WDSA (1320 AM, "1320 Gold") is a radio station broadcasting an Urban Talk radio format. WDSA is licensed to serve the community of Dothan, Alabama, United States. The station is currently owned by Wilson Broadcasting Co., Inc. The station was reassigned the WAGF call letters by the Federal Communications Commission on January 1, 1985.

==Programming==
WDSA features programming from CNN Radio. Notable on-air personalities include Dr. Michael Eric Dyson, the Rev. Al Sharpton, the sports duo 2 Live Stews, and the "gorgeous queen of night time talk" Bev Smith.

==History==
WDSA went on the air on December 14, 1933, originally with the call letters WHET, and was long billed as the "Voice of the Tri-States." Its studio was located on the top floor of the Houston Hotel, moved to the ground floor, then, in 1935, to East Main Street adjacent to the Martin Hotel and the Young Building. Its transmitter was located at the Dothan Fairgrounds but moved in 1941 to Headland Highway. The station's original owners were Cyril W. Reddoch, Julian Smith, and John Hubbard. Soon, Hubbard bought Reddoch's share, and Fred C. Moseley, the station's commercial manager, bought Reddoch's share from Hubbard in 1935 or 1936. Mosely and Smith bought out Hubbard's interest in WAGF on December 31, 1953, and owned the station until 1976 when they sold the station to Carroll Eddins of Cullman; his daughter and son-in-law, Mary Evelyn and Clark Jones, managed the station. At that time the Jones's moved the studios to the transmitter site. Eddins sold the station in the 1980s to Frank Johnson who owned it until it became unsuccessful, reverted to Eddins, and went dark (date unknown). It stayed for dark several years until revived by Wilson Broadcasting. While owned by Smith and Moseley (a.k.a. Dothan Broadcasting Company) WAGF operated with a small, yet loyal staff.

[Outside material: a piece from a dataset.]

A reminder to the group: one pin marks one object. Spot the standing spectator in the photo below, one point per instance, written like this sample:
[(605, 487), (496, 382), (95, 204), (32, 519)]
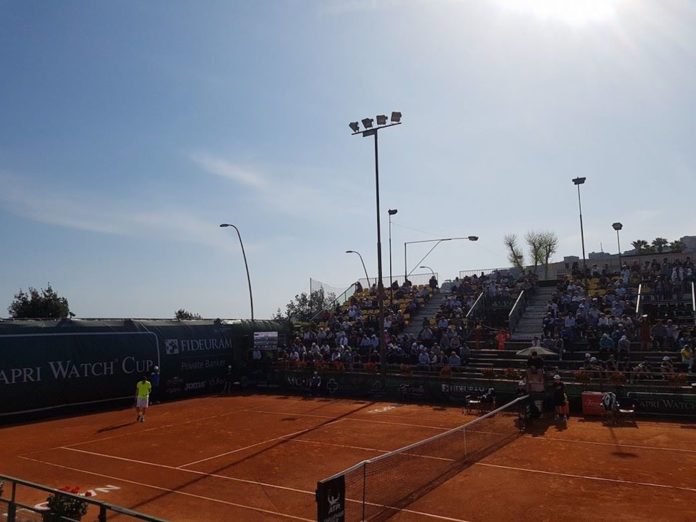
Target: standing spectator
[(142, 395), (687, 353), (155, 380), (315, 384), (229, 380), (501, 337), (433, 283), (560, 399)]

Lamar "Early Bird" Trammell worked at the station, mostly as morning host, from 1939-1976 with the exception of a military stint during World War II. Trammell was miffed when his longtime employers would not allow him to purchase the station, instead selling it to the Jones family. Trammell left WAGF and bought WDIG, Dothan, from Ed Wein. Among WAGF's former employees are CBS News anchor Douglas Edwards, Sam Hall, Tommy Sabiston, Ted Hall, Ray Smith, Bobby Price (now a sales executive in Dothan), Marv Edwards, Noel Peters, Bob Leslie, Michael Bruner Adams, and Ken Curtis, the longtime news director at WDHN, the ABC television affiliate in Dothan.

The station changed its call sign from WAGF to WDSA on March 1, 2018.